The internal monologue speaks. It says things like ‘you should, you should not’ and ‘you could, or you could not’. But it’s all irrelevant because in the end it simply decides ‘this is going to hurt’.

In one hot summer, in one hot toilet cubicle, underneath one hot, 90% polyester and only 10% cotton uniform, the itching of some 400 cuts was unbearable. I wanted to see if it was safe to remove the sweater, to at least reduce some discomfort-but the blood had leaked through the shirt beneath, white turned red from one particular injury. In truth, I was beginning to worry slightly about it. I undid the top few buttons, rearranged the razor stuck down the side of my bra for storage, did them up again. We never had actual pockets, so the alternative was to hide various contraband down the top half of our underwear, between the padding and the skin, and sometimes the elasticity of the underwire made it particularly easy to hold safe gum, phones, drugs, cigarettes, lighters and-in some cases-the blades from pencil sharpeners or old razors. A trick no one was ever taught but everybody knew, nonetheless.

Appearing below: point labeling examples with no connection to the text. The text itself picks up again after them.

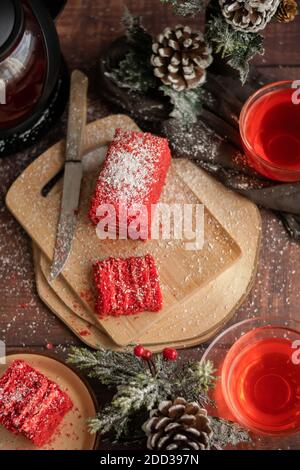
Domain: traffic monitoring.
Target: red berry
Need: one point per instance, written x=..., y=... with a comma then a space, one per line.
x=170, y=354
x=139, y=350
x=147, y=355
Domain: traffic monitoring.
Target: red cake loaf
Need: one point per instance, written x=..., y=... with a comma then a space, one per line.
x=127, y=286
x=133, y=174
x=31, y=404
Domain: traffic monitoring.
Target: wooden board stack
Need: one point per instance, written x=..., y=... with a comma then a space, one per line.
x=201, y=288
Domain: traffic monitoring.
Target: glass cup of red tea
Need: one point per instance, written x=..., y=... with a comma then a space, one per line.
x=270, y=131
x=258, y=370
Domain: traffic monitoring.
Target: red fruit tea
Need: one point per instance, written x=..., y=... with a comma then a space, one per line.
x=270, y=124
x=261, y=384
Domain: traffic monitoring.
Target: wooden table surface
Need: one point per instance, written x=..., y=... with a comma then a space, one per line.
x=85, y=28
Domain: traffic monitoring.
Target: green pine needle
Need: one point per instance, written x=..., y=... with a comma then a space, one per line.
x=139, y=391
x=187, y=7
x=236, y=46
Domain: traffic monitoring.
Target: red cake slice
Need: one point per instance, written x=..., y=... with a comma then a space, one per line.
x=30, y=403
x=133, y=174
x=127, y=286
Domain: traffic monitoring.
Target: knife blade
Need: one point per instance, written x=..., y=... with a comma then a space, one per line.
x=73, y=173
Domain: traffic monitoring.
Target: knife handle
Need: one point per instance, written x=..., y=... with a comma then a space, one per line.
x=77, y=116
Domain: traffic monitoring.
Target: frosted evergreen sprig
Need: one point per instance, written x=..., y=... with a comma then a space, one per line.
x=109, y=367
x=141, y=389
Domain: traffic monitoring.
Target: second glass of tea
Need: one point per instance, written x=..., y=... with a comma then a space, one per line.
x=270, y=130
x=259, y=376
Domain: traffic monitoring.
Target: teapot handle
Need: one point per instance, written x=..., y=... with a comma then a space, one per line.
x=55, y=7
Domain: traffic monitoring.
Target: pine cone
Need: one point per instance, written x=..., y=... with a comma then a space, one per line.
x=178, y=425
x=248, y=15
x=286, y=11
x=180, y=58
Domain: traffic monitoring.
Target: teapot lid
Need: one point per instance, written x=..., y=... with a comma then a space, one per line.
x=11, y=22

It has taken years to explain, words unraveled end to end and still failing to articulate, in full, the ‘point’ of self harm. And yet ultimately, there is only one justification: It is not because we want to hurt, it is because we already hurt. And one day, there may be someone out there depending on you to understand.  It is easy to assume, from the sideline, that those who cut with razors or burn with lighters are somehow sadists with an insatiable desire for the morbid, the violent, the downright grim. How could those who have never experienced anything similar, either first-hand or second-hand, begin to understand something that seems so counter-intuitive, so pointless and self destructive? The vast amount of people, from friends to supposedly ‘qualified’ therapists have stated ‘I just don’t see what it is that you’re trying to achieve’ and ‘it’s not exactly a logical solution’. Whilst it is all well and good to bring concepts of practicality and rational thought into questioning, they forget one major detail: mental illness is neither practical nor rational.

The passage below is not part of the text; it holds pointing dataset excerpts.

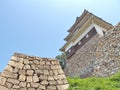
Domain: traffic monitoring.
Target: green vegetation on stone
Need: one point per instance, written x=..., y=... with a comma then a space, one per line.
x=95, y=83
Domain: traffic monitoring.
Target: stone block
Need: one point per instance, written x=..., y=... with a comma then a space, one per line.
x=63, y=87
x=34, y=85
x=30, y=72
x=35, y=78
x=31, y=88
x=20, y=65
x=13, y=81
x=23, y=72
x=9, y=74
x=3, y=88
x=42, y=87
x=16, y=70
x=60, y=71
x=46, y=72
x=23, y=84
x=9, y=68
x=16, y=86
x=51, y=88
x=53, y=82
x=39, y=71
x=14, y=58
x=55, y=72
x=44, y=82
x=60, y=82
x=50, y=78
x=26, y=67
x=36, y=62
x=9, y=85
x=43, y=77
x=22, y=77
x=13, y=63
x=29, y=78
x=25, y=61
x=23, y=88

We hurt ourselves because we are ill.
Because the physical pain is more manageable, although somewhat more immediate, than the mental.
Because we believe we are bad.
Because we have bad thoughts.
Because we believe we have made bad choices and we need punishing.
Because we want to feel something, anything, to know that we are here on Earth, we are real, and we are grounded in our surroundings.
Because self harm is a better alternative to suicide and we are trying to hold onto life, despite the fact we may not want to.
Because, fundamentally, it is addictive-both neurochemically and as a trusted habit to rely upon.
But it is not because we are dangerous, weak, manipulative or ‘seeking attention’ (but if we are that desperate to use it as a cry for help, listen to it).

How deep, how ‘serious’ wounds appear to be from a spectator’s point of view is irrelevant. Minor abrasions can be carried out when someone is on the verge of taking their own life. Equally, those requiring hospital visits can be as a result of relapses, where judgement has been forgotten and blades have been sharper than expected. I have experienced both, but I can assure you that the driving cause behind some of the ‘insignificant’ cuts was far more overpowering than the deeper, more ‘dramatic’ incidents.  With self harm, there is no ‘half pain’, no ‘easier’ moment of cutting compared to another. Hell is hell; if you’re in it, how far you’re in is irrelevant.

These things are the things I wish people had known so I didn’t have to walk the road alone. Not to fix, not to solve, not to be the ‘answer’ or the solution. Just to know, just to get it whilst walking by my side. It is not about asking someone to make the rain stop falling: it is about having a warm and dry place to shelter, occasionally. To say ‘I am stood here with you and I know’. I know you are hurt, I know you don’t want to hurt, I will be here until the storm passes. I can’t fix you but I can be here while you fix yourself. 

These are the words we all need to hear at some point throughout our lives. Know that just because we hurt on the outside as well, we are not to be feared or avoided. It is difficult to say the wrong thing when, often, you really can’t make us feel any worse. As long as you don’t judge or belittle us, we’ll appreciate the fact that you’re just there.

We don’t need you to slay our demons: just hold our hand whilst we resist them.